In his Aug 20 note, Maybank analyst Eric Ong, who has maintained his "buy" call, raised his target price to $1.05 from $1, which is pegged to 10x current FY2024 earnings, up from a valuation multiple of 9x previously.
Ong notes that Civmec was able to defend its margins as the company managed to eke out better efficiency.
However, Ong observes that the company will be more targeted in securing new wins, despite bouyant tendering activity across the various segments.
"We think Civmec is well-placed to capitalise on the government’s defence spending in the mid-long term," says Ong, adding that the company has built up an order book worth some A$1.15 billion as at June 30, up 10.6% y-o-y.

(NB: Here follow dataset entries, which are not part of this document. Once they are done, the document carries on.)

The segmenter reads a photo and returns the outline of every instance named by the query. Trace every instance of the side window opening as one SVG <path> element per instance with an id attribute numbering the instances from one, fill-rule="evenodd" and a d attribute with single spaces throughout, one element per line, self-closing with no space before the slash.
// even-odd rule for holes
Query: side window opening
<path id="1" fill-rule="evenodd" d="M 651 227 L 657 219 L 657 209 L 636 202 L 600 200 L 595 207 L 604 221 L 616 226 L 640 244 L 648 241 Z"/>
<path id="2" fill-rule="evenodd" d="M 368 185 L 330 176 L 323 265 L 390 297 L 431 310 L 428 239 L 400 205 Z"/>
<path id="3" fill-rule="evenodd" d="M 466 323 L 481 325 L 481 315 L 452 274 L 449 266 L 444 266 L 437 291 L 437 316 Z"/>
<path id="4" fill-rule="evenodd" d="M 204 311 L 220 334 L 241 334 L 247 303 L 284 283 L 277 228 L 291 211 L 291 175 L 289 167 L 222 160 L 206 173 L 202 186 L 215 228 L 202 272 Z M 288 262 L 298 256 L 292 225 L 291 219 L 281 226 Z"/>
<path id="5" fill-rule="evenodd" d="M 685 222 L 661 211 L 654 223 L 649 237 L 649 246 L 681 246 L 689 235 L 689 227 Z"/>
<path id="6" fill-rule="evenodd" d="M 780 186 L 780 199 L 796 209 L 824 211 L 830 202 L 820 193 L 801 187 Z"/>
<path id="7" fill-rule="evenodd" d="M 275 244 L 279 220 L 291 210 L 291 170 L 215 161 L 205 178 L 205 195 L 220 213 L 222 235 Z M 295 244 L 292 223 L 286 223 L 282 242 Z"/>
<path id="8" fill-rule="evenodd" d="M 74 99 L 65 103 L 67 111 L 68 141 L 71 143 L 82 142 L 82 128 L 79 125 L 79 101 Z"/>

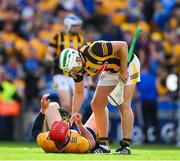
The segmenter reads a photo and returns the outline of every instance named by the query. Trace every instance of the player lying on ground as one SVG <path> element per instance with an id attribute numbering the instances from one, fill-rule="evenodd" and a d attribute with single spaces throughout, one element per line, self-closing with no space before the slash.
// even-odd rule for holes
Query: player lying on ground
<path id="1" fill-rule="evenodd" d="M 83 126 L 81 114 L 74 113 L 71 121 L 78 130 L 71 130 L 67 122 L 70 114 L 64 114 L 65 111 L 56 102 L 50 102 L 48 96 L 42 96 L 41 110 L 32 128 L 32 136 L 37 144 L 47 153 L 86 153 L 92 150 L 96 139 L 94 116 Z M 42 131 L 44 121 L 47 129 L 50 129 L 47 132 Z"/>

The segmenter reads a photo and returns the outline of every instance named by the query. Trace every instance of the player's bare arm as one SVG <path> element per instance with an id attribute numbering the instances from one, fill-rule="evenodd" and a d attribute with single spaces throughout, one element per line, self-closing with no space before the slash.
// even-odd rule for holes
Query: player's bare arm
<path id="1" fill-rule="evenodd" d="M 75 82 L 75 91 L 73 96 L 72 114 L 79 112 L 84 100 L 84 81 Z"/>
<path id="2" fill-rule="evenodd" d="M 128 62 L 128 46 L 124 41 L 111 41 L 113 54 L 120 59 L 119 78 L 126 82 L 128 79 L 127 62 Z"/>
<path id="3" fill-rule="evenodd" d="M 89 142 L 89 150 L 93 149 L 95 147 L 95 140 L 91 133 L 83 126 L 82 124 L 82 115 L 80 113 L 74 113 L 72 116 L 72 120 L 75 122 L 77 125 L 80 133 L 82 136 L 84 136 L 88 142 Z"/>
<path id="4" fill-rule="evenodd" d="M 42 127 L 45 119 L 46 111 L 49 107 L 50 100 L 48 99 L 49 94 L 44 94 L 41 98 L 41 110 L 39 115 L 37 116 L 33 128 L 32 128 L 32 136 L 34 139 L 37 139 L 37 136 L 42 132 Z"/>
<path id="5" fill-rule="evenodd" d="M 41 110 L 40 112 L 45 114 L 49 107 L 50 99 L 47 99 L 50 94 L 44 94 L 41 98 Z"/>

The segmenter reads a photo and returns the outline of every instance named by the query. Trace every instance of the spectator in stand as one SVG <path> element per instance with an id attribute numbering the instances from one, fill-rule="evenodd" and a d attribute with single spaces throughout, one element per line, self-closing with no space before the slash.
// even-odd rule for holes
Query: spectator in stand
<path id="1" fill-rule="evenodd" d="M 8 80 L 8 75 L 0 67 L 0 140 L 13 140 L 13 116 L 19 114 L 20 97 L 15 85 Z"/>
<path id="2" fill-rule="evenodd" d="M 141 108 L 143 114 L 143 131 L 145 134 L 144 143 L 148 143 L 148 125 L 151 125 L 155 129 L 155 142 L 159 141 L 158 133 L 158 121 L 157 121 L 157 88 L 156 88 L 156 76 L 151 73 L 147 68 L 141 71 L 141 82 L 137 84 L 139 91 L 139 99 L 141 101 Z M 149 124 L 150 123 L 150 124 Z"/>

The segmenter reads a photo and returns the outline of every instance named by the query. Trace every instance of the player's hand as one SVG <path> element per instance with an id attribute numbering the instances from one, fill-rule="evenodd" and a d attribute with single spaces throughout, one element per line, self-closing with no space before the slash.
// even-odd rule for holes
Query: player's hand
<path id="1" fill-rule="evenodd" d="M 41 98 L 41 112 L 46 113 L 47 108 L 49 107 L 50 99 L 47 99 L 50 94 L 44 94 Z"/>
<path id="2" fill-rule="evenodd" d="M 76 112 L 72 115 L 72 120 L 78 126 L 78 125 L 82 124 L 82 115 L 80 113 Z"/>
<path id="3" fill-rule="evenodd" d="M 119 71 L 119 79 L 121 79 L 124 83 L 127 82 L 128 77 L 129 77 L 129 74 L 127 70 Z"/>

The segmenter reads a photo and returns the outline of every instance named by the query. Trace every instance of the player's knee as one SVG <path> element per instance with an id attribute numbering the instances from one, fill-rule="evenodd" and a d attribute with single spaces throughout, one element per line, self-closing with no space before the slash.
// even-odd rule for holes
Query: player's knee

Ong notes that Civmec has been able to reduce its bank borrowings and has even turned into a net cash position with a balance of A$13.9 million, which should enable it to sustain its dividend payout ratio, thus providing a prospective yield of 5-6%.
Cheong believes that Civmec is well-positioned to win more major projects even as it becomes more selective.
In his note on Aug 30, UOB Kay Hian's John Cheong maintained his "buy" call and $1.23 tarte price, which is pegged to 11x FY2024 earnings estimate, versus just 8x currently.
Cheong notes that Civmec's Australia-listed peers are trading at an average of 15 x FY2024.